'Kids born out of live-in relationship not illegitimate'
The Supreme Court has clarified that children born out of a live-in relationship, where the man and woman lived together for a long time as husband and wife, could not be called illegitimate.india Updated: Apr 24, 2014 22:41 IST
The Supreme Court has clarified that children born out of a live-in relationship, where the man and woman lived together for a long time as husband and wife, could not be called illegitimate.
A bench of justices BS Chauhan and J Chelameshwar gave the clarification while deciding a plea filed by an advocate challenging a Madras High Court verdict making certain observations on live-in relationships.
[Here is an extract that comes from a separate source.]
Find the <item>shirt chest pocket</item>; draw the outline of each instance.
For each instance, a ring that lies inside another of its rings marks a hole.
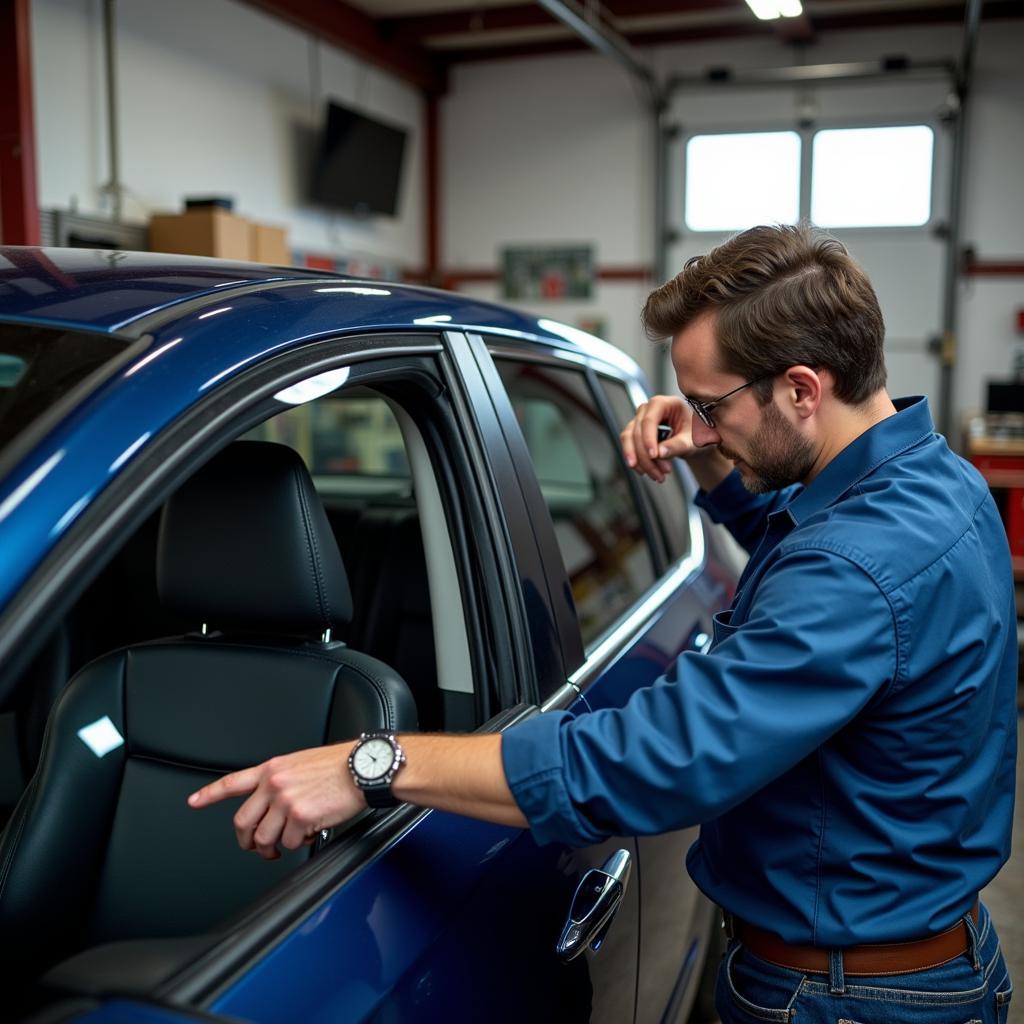
[[[739,629],[739,625],[733,625],[734,612],[731,608],[724,612],[717,612],[713,621],[712,632],[714,633],[714,642],[711,645],[713,651],[719,644],[728,640],[729,637]]]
Advocate Uday Gupta, who was not a party to the case, filed the plea saying the observations made by the High Court that "a valid marriage does not necessarily mean that all the customary rights pertaining to the married couple are to be followed and subsequently solemnised" are not legally tenable.
The apex court, however, disposed of the special leave petition saying it does not deem it necessary to consider the case further.
"We are of the view that such observations had been made in the facts of that case. In fact, what the learned judge (of high court) wanted to say is that if a man and woman are living together for a long time as husband and wife, though never married, there would be a presumption of marriage and their children could not be called to be illegitimate.
"Such a view stands fully fortified by a very large number of judgements," the bench said, referring to its 2010 verdict in Madan Mohan Singh and others versus Rajni Kant.
The apex court had noted: "The courts have consistently held that the law presumes in favour of marriage and against concubinage, when a man and woman have cohabited continuously for a number of years. However, such presumption can be rebutted by leading unimpeachable evidence."
The bench said the high court had made those observations in the facts of that case as the alleged marriage took place in 1994 and two children were born in 1996 and 1999.
"Therefore, the observations made by the high court in the said judgement are restricted to the facts of that case and do not lay down the law of universal application," it said.